Como encontrar a identidade?

O Ego é uma ferramenta poderosa de nossa psicologia, mas deixamos que ela seja disperdiçada quando damos atenção à propaganda. Permitimos que ele se desconecte de nosso espírito, chegando ao ponto além do desprezo, esquecendo completamente quem somos. O entregamos de bandeja, e voluntariamente, para os instintos bestiais que comandam o corpo, nos transformando em escravos dos impulsos.
Por vaidade, celebramos empresas que utilizam trabalho escravo, incentivando a prática por outras que as vêem como modelo. Por orgulho, mantemos um sistema arcaico, que mutila seus próprios cidadãos, mesmo quando tentam nos abrir os olhos para a realidade. Por ganância, tratamos aqueles que mais precisam de auxílio como lixo, ilustrando a educação que realmente temos.
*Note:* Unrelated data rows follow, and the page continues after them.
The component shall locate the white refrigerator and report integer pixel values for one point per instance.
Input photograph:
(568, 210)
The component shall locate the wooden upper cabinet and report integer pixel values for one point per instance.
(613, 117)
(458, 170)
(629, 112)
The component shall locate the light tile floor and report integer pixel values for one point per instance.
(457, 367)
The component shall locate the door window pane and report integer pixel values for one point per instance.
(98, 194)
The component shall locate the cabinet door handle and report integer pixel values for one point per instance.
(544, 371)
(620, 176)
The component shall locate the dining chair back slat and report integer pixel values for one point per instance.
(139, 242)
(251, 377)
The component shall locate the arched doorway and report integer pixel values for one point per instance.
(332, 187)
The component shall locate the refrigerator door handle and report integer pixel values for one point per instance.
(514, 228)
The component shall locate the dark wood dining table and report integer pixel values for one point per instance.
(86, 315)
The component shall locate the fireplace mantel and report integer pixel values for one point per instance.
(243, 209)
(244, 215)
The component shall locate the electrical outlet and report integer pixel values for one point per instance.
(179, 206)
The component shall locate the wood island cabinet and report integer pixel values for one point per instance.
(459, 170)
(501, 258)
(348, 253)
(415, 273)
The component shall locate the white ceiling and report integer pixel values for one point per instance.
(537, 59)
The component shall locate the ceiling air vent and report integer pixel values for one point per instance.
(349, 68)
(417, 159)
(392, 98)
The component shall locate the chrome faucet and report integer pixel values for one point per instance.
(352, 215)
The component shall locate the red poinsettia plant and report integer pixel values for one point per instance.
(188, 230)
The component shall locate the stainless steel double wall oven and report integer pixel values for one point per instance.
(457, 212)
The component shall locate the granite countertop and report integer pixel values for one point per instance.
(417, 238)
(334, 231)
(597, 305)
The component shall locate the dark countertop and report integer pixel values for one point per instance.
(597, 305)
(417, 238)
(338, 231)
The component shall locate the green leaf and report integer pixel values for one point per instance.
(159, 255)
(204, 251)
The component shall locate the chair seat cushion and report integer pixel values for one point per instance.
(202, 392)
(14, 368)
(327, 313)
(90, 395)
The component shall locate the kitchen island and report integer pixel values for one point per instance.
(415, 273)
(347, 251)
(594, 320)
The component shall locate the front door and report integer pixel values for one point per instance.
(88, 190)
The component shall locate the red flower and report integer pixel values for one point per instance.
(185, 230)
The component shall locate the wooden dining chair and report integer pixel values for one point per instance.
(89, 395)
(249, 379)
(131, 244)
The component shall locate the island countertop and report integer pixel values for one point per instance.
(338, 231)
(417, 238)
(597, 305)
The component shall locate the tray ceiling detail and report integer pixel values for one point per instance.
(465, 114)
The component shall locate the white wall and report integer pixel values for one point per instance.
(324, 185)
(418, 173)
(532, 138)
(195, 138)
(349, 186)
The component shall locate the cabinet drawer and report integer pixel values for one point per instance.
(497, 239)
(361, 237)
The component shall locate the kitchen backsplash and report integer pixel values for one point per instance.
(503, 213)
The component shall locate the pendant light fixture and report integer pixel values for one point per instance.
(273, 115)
Em nossa ignorância, tentamos ser uma ilusão, parte da fantasia que vemos em filmes, novelas e anúncios, sem perguntar do custo. Esquecemos quem somos, do cerne que tem o poder de nos levar mais alto do que qualquer invenção que já criamos até hoje. E ainda consideramos mais fácil deixar o Ego nas mãos da fera, mesmo ela destruindo as escadas que nos levariam, facilmente, à novos horizontes?